On the Activity and Selectivity of 5-Hydroxymethylfurfural Electrocatalytic Oxidation over Cation-Defective Nickel Hydroxides

Electrocatalytic oxidation as a promising route to produce value-added products from biomass-derived organics has received increasing attention in recent years. However, the efficient conversion of concentrated feedstock solutions with high selectivity and Faradaic efficiency (FE) remains challenging. Herein, we report a cation-defective Ni-based electrocatalyst derived from the surface reconstruction of the NiCo Prussian blue analogue (NiCo PBA) in alkaline media for the efficient oxidation of biomass-derived organics in a high concentration solution.
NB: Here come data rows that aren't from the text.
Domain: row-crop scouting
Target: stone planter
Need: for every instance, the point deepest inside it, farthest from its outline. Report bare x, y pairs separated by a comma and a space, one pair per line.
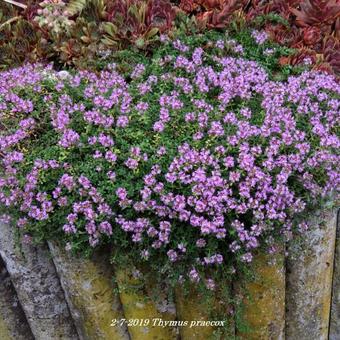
67, 297
309, 280
138, 305
38, 288
264, 308
89, 292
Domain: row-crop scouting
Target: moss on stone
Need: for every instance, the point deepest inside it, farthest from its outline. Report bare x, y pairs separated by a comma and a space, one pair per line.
264, 309
138, 305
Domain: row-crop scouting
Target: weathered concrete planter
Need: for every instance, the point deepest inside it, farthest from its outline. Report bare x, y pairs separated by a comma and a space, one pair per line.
138, 306
309, 280
264, 309
334, 332
13, 323
37, 285
190, 308
89, 291
288, 299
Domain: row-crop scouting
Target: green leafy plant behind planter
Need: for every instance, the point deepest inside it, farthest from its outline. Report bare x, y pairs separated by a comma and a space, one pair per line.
185, 163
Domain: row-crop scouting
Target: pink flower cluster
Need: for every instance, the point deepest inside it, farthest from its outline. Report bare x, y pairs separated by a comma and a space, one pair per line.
214, 148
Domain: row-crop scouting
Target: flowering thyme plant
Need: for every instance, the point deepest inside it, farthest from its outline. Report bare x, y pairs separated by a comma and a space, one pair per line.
190, 161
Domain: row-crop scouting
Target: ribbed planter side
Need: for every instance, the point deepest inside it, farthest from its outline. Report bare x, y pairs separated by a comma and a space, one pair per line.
334, 332
13, 323
192, 307
38, 287
309, 280
138, 306
264, 309
89, 291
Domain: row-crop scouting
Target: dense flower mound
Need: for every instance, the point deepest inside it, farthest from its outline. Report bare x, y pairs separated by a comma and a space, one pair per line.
193, 160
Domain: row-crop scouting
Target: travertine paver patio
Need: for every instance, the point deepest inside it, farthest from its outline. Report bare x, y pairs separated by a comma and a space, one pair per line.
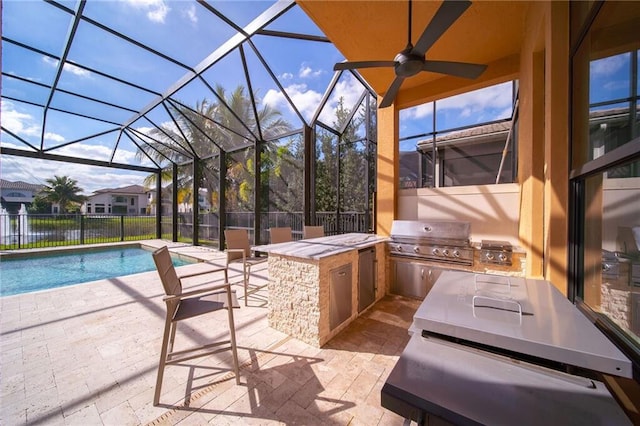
87, 354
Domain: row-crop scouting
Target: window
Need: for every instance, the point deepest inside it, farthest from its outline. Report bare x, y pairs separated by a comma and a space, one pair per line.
605, 259
462, 140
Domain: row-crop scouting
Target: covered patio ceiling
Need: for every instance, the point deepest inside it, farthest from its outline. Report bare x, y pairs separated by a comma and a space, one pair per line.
377, 30
94, 80
90, 82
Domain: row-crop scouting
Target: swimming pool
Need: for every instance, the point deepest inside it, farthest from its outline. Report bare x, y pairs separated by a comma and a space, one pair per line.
40, 272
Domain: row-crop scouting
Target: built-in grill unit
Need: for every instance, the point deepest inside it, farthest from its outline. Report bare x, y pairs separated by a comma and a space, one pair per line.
496, 252
438, 241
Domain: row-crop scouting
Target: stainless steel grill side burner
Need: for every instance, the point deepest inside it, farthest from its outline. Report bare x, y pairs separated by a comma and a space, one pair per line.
440, 241
496, 252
Taking 5-hydroxymethylfurfural (HMF) as an example, the NiCo PBA can deliver a satisfactory catalytic performance in terms of high HMF conversion (97%), selectivity to 2,5-furandicarboxylic acid (98%), and FE (100%), even at a concentration as high as 100 mM. Theoretical calculations suggest that the cation defects not only promote the fast conversion of Ni(OH)2 to electrochemically active NiOOH under anodic potential but also enhance the adsorption of HMF onto the active sites and accelerate the spontaneous chemical oxidation. This study provides deep insights into the structural evolution of PBA-based catalysts and reveals the pivotal factor that affects the performance of electrocatalytic oxidation, paving the way to further develop advanced electrocatalysts for efficient oxidation reactions with a high concentration.